Just when you thought Chinese interference in Canada couldn’t get any worse, the Liberal government has awarded an estimated $6.8 million contract to a Chinese-owned firm, Nuctech Company, to supply security equipment for 170 Canadian embassies and other foreign offices.
To say this decision is questionable would be an understatement.
Nuctech Company, founded in 1997 by the son of former Chinese president Hu Jintao, has deep roots in the Chinese Communist Party. Utilizing this influence, Nuctech has managed to score a number of high-profile security contracts across the globe, including providing the systems used in many European airports to record the personal data of millions of travelers.
Cybersecurity experts have long been raising concerns about the real possibility that Nuctech may be passing on sensitive personal data of travelers and other information to the Chinese government. European Union (EU) lawmakers are currently grappling with these concerns, and the United States National Security Council have recently begun a campaign to lobby these European governments to ban Nuctech equipment.
The United States previously barred Nuctech technology from many of their own airports in 2014.
All of these concerns make it even more shocking that Canada approved the Nuctech contract, and only after the details of the contract were made public did Minister of Foreign Affairs Francois-Phillipe Champagne promised he would review “any possible issue relative to security or safety … all appropriate actions (will be) taken to ensure the safety of our missions around the world.”
Not only should have these concerns been considered before the contract was awarded to begin with, it must be questioned why we even allowed Nuctech to submit bids for government contracts.
Currently, Ottawa’s bidding process rewards government contracts to those who bid at the lowest price. However, Chinese state-owned companies – by nature of subsidies from their communist government – can make artificially low bids to ensure they are awarded contracts. This is not only concerning because of its anti-competitive nature, but the sensitive nature of these contracts. In fact, the real benefit Chinese technology firms like Nuctech may be getting for Canadian government contracts isn’t the payment from Canadian taxpayers – but the data they can harvest on Canadian citizens in the future.

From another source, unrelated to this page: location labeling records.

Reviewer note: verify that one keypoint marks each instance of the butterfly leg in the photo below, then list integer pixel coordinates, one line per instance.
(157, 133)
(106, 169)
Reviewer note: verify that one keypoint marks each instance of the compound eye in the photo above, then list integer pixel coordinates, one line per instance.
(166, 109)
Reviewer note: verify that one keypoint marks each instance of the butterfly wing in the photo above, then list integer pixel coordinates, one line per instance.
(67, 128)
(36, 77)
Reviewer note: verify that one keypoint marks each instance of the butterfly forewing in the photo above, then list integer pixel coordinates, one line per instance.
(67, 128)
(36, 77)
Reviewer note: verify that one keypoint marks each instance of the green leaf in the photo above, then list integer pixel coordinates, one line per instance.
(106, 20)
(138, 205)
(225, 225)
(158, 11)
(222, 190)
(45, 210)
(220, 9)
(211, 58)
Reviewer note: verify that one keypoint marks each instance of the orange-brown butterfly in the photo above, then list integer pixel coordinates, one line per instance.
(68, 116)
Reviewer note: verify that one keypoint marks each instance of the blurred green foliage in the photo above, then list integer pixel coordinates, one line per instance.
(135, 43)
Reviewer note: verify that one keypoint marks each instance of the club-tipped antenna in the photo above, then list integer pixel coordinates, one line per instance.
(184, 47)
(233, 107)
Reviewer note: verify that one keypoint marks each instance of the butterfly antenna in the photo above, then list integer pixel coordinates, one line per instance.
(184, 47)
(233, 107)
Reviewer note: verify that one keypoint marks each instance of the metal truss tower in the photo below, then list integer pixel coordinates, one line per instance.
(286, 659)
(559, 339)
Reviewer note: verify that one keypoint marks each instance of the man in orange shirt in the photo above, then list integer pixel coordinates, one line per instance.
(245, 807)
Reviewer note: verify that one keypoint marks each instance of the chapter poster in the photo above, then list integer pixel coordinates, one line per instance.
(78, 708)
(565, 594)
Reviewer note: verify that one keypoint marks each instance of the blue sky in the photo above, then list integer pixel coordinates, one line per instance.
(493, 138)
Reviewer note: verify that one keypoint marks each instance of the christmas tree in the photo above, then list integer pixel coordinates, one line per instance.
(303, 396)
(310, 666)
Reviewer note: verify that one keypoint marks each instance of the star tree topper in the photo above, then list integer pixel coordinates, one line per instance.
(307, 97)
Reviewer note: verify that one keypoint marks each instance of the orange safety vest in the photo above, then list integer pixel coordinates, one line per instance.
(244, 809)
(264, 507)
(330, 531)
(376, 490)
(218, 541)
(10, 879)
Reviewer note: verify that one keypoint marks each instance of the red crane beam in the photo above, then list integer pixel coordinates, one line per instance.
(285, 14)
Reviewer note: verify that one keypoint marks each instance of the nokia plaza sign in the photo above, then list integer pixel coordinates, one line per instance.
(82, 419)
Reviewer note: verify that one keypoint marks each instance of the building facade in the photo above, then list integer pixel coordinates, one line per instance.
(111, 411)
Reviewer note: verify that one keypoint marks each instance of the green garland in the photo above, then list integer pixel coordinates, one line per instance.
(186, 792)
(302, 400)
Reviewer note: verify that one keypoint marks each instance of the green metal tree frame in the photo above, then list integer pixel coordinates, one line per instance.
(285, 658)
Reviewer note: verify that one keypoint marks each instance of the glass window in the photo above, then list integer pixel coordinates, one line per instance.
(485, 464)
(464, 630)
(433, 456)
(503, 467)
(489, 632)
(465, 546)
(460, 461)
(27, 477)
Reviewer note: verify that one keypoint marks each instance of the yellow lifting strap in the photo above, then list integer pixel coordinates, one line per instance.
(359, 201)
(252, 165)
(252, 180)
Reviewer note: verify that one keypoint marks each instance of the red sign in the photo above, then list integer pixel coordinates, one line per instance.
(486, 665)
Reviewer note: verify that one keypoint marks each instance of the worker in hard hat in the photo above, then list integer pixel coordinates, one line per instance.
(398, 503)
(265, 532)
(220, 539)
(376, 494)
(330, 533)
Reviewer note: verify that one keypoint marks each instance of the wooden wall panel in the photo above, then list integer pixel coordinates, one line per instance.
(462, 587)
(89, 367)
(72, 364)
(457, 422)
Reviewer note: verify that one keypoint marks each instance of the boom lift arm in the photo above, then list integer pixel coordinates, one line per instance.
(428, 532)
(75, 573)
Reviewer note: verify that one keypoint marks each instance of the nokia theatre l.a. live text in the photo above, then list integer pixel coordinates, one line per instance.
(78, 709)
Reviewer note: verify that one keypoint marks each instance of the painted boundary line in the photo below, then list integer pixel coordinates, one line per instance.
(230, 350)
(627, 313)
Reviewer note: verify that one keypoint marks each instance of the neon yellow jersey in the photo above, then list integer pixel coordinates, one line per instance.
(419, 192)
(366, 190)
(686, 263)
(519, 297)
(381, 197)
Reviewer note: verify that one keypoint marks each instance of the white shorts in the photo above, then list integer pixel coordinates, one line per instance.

Rather than go through the time and expense of some bureaucratic review of Nuctech, the Liberal government should show leadership and stand up to China at a time that Canadians demand it. This should include scrapping the latest Nuctech contract, banning their equipment from Canadian airports, preventing Chinese state-owned companies from bidding on Canadian government contracts, and working with the United States to pressure our European allies to take similar steps.
No amount of cost-savings for Canadians is worth an increased risk of Chinese influence and espionage.